(It’s well known that having COVID-19 can affect your sense of smell, but in some cases, that olfactory function doesn’t properly return. Now new research explains why.
The SARS-CoV-2 infection prompts an ongoing immune system attack on the nerve cells in the nose, the new study states, and there’s then a decline in the number of those nerve cells, leaving people unable to sniff and smell as they usually would.
As well as answering a question that baffled experts, the research could also help our understanding of long COVID and why some people cannot fully recover from COVID-19.
“Fortunately, many people who have an altered sense of smell during the acute phase of viral infection will recover smell within the next one to two weeks, but some do not,” says neurobiologist Bradley Goldstein from Duke University in North Carolina.
“We need to better understand why this subset of people will go on to have persistent smell loss for months to years after being infected with SARS-CoV-2.”

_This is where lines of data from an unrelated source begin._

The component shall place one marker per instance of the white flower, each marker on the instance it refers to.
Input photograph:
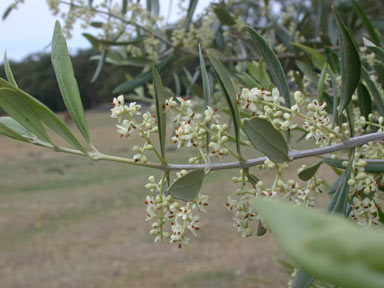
(118, 107)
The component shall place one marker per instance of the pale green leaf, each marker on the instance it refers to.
(350, 63)
(308, 173)
(160, 96)
(187, 187)
(265, 138)
(230, 95)
(8, 71)
(67, 81)
(330, 247)
(273, 64)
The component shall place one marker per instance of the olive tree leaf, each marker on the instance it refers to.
(11, 128)
(328, 246)
(206, 88)
(372, 167)
(365, 101)
(8, 71)
(187, 187)
(224, 16)
(230, 95)
(317, 59)
(350, 63)
(160, 96)
(191, 10)
(20, 110)
(302, 279)
(376, 95)
(67, 82)
(308, 173)
(273, 64)
(265, 138)
(141, 79)
(367, 24)
(379, 52)
(44, 114)
(338, 203)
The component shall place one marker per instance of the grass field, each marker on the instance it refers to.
(66, 221)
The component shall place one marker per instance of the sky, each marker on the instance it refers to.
(29, 28)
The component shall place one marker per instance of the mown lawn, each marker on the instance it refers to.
(66, 221)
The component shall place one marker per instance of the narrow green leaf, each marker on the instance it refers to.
(365, 101)
(273, 64)
(265, 138)
(141, 79)
(124, 5)
(44, 114)
(350, 63)
(327, 246)
(8, 71)
(308, 173)
(333, 60)
(16, 107)
(317, 59)
(261, 230)
(379, 52)
(377, 98)
(367, 24)
(160, 96)
(338, 203)
(206, 89)
(187, 187)
(11, 128)
(230, 95)
(372, 167)
(224, 16)
(264, 77)
(67, 81)
(320, 84)
(100, 66)
(95, 42)
(191, 10)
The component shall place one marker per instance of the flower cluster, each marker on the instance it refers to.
(165, 211)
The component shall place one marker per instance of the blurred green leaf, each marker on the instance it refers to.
(44, 114)
(327, 246)
(273, 65)
(141, 79)
(371, 167)
(350, 63)
(265, 138)
(16, 106)
(224, 16)
(320, 84)
(191, 10)
(367, 24)
(365, 101)
(8, 71)
(308, 173)
(230, 95)
(160, 97)
(11, 128)
(375, 92)
(67, 81)
(187, 187)
(8, 11)
(339, 201)
(379, 52)
(100, 66)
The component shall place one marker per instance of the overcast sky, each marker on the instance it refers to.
(29, 28)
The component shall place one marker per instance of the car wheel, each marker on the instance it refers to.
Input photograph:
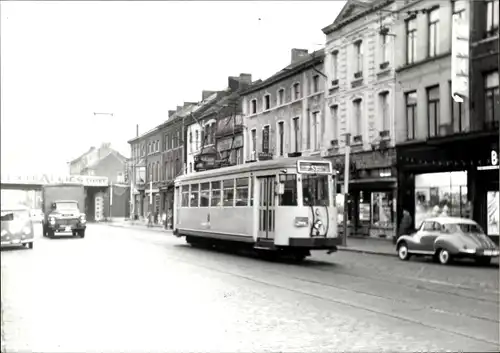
(403, 253)
(484, 260)
(444, 257)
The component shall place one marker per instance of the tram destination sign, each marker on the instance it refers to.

The team studied nose tissue samples – olfactory epithelium – taken from 24 people, including nine experiencing a long-term loss of smell after having COVID-19. This tissue holds the neurons responsible for detecting odors.
After a detailed analysis, the researchers observed the widespread presence of T-cells, a type of white blood cell that helps the body fight off infection. These T-cells were driving an inflammatory response within the nose.
However, as with many other biological responses, the T-cells apparently do more harm than good and damage the olfactory epithelium tissue. The inflammation process was still evident even in tissue where SARS-CoV-2 wasn’t detected.
“The findings are striking,” says Goldstein. “It’s almost resembling a sort of autoimmune-like process in the nose.”
While the number of olfactory sensory neurons was lower in the study participants who had lost their sense of smell, the researchers report that some neurons seem capable of repairing themselves even after the T-cell bombardment – an encouraging sign.
The researchers suggest that similar inflammatory biological mechanisms could be behind the other symptoms of long COVID, including excessive fatigue, shortness of breath, and a ‘brain fog’ that makes it difficult to concentrate.
Next, the team wants to look in more detail at which particular tissue areas get damaged, and which types of cells are involved. That will, in turn, lead the way to develop possible treatments for those experiencing a long-term loss of smell.
“We are hopeful that modulating the abnormal immune response or repair processes within the nose of these patients could help to at least partially restore a sense of smell,” says Goldstein.
The research has been published in Science Translational Medicine.